Tracer-aided ecohydrological modelling across climate, land cover, and topographical gradients in the tropics

Quantitative estimations of ecohydrological water partitioning into evaporation and transpiration remains mostly based on plot-scale investigations that use well-instrumented, small-scale experimental catchments in temperate regions. Here, we attempted to upscale and adapt the conceptual tracer-aided ecohydrology model STARRtropics to simulate water partitioning, tracer, and storage dynamics over daily time steps and a 1-km grid larger-scale (2565 km(2)) in a sparsely instrumented tropical catchment in Costa Rica. The model was driven by bias-corrected regional climate model outputs and was simultaneously calibrated against daily discharge observations from 2 to 30 years at four discharge gauging stations and a 1-year, monthly streamwater isotope record of 46 streams. The overall model performance for the best discharge simulations ranged in KGE values from 0.4 to 0.6 and correlation coefficients for streamflow isotopes from 0.3 to 0.45. More importantly, independent model-derived transpiration estimates, point-scale residence time estimates, and measured groundwater isotopes showed reasonable model performance and simulated spatial and temporal patterns pointing towards an overall model realism at the catchment scale over reduced performance in the headwaters. The simulated catchment system was dominated by low-seasonality and high precipitation inputs and a marked topographical gradient.

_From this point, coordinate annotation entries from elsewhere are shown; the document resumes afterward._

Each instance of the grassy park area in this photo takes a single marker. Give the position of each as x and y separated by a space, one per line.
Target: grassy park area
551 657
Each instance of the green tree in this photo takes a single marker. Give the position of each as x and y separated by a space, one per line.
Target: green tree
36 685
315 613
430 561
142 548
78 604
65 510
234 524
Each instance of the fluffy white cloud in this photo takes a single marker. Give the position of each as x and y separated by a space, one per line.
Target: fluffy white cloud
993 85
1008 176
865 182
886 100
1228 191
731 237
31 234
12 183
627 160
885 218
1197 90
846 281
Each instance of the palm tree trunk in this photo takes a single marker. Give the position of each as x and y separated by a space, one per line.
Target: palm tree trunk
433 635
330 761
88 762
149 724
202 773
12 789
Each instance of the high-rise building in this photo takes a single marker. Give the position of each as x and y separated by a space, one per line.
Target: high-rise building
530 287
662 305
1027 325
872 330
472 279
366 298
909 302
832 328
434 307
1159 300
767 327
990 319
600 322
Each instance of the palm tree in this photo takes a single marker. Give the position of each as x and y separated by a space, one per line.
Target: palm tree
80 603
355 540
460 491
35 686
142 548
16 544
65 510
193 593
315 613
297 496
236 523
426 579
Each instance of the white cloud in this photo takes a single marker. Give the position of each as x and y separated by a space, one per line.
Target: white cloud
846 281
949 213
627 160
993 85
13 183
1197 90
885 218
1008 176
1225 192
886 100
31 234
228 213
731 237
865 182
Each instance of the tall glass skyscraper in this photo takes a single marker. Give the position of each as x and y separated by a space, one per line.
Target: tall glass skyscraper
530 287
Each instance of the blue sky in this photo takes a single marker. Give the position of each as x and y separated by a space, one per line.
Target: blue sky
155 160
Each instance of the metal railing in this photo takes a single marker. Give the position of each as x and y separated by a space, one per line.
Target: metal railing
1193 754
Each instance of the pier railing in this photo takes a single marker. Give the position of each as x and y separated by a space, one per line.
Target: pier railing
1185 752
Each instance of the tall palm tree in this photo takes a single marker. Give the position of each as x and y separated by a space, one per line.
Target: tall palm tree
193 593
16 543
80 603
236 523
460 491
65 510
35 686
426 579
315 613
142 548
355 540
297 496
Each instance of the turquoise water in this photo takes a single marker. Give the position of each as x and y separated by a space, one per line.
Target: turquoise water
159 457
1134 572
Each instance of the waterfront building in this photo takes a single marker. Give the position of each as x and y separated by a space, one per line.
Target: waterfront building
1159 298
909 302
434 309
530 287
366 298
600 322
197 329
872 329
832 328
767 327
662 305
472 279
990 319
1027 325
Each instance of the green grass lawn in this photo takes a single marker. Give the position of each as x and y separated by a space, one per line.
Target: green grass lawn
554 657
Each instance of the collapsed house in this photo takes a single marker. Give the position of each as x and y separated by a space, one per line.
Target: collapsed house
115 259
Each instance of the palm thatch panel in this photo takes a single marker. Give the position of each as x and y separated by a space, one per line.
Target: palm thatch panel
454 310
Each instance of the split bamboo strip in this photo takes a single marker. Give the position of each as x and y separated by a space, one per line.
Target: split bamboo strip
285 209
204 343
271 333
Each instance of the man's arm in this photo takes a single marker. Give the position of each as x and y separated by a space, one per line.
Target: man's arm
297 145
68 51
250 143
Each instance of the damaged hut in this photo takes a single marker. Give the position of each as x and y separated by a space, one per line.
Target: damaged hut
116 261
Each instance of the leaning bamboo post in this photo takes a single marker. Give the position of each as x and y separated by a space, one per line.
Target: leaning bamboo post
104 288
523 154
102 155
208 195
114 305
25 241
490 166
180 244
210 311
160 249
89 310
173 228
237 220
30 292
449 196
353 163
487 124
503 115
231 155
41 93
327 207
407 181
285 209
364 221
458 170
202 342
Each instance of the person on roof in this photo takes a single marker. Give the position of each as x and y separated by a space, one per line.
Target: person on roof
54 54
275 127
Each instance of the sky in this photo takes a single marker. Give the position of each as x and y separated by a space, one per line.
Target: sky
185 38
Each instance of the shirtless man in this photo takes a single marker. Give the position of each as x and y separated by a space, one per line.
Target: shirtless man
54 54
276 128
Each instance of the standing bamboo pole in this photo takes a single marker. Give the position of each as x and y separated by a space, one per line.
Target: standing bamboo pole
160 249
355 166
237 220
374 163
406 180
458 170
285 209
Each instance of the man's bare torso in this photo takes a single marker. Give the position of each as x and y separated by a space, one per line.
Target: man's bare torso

Climatic drivers overrode smaller, landcover-dependent transpiration fluxes giving a seemingly homogeneous rainfall-runoff dominance likely related to model input bias of rainfall isotopes, oversimplistic Potential Evapotranspiration (PET) estimates and averaged Leaf Area Index (LAI). Topographic influences resulted in more dynamic water and tracer fluxes in the headwaters that averaged further downstream at aggregated catchment scales. Modelled headwaters showed greater storage capacity by nearly an order of magnitude compared to the lowlands, which also favoured slightly longer residence times (>250 days) compared to superficially well-connected groundwater contributing to shorter streamflow residence times (<150 days) in the lowlands. Our findings confirm that tracer-aided ecohydrological modelling, even in the data-scarce Tropics, can help gain a first, but crucial approximation of spatio-temporal dynamics of how water is partitioned, stored and transported beyond the experimental catchment scale of only a few km(2).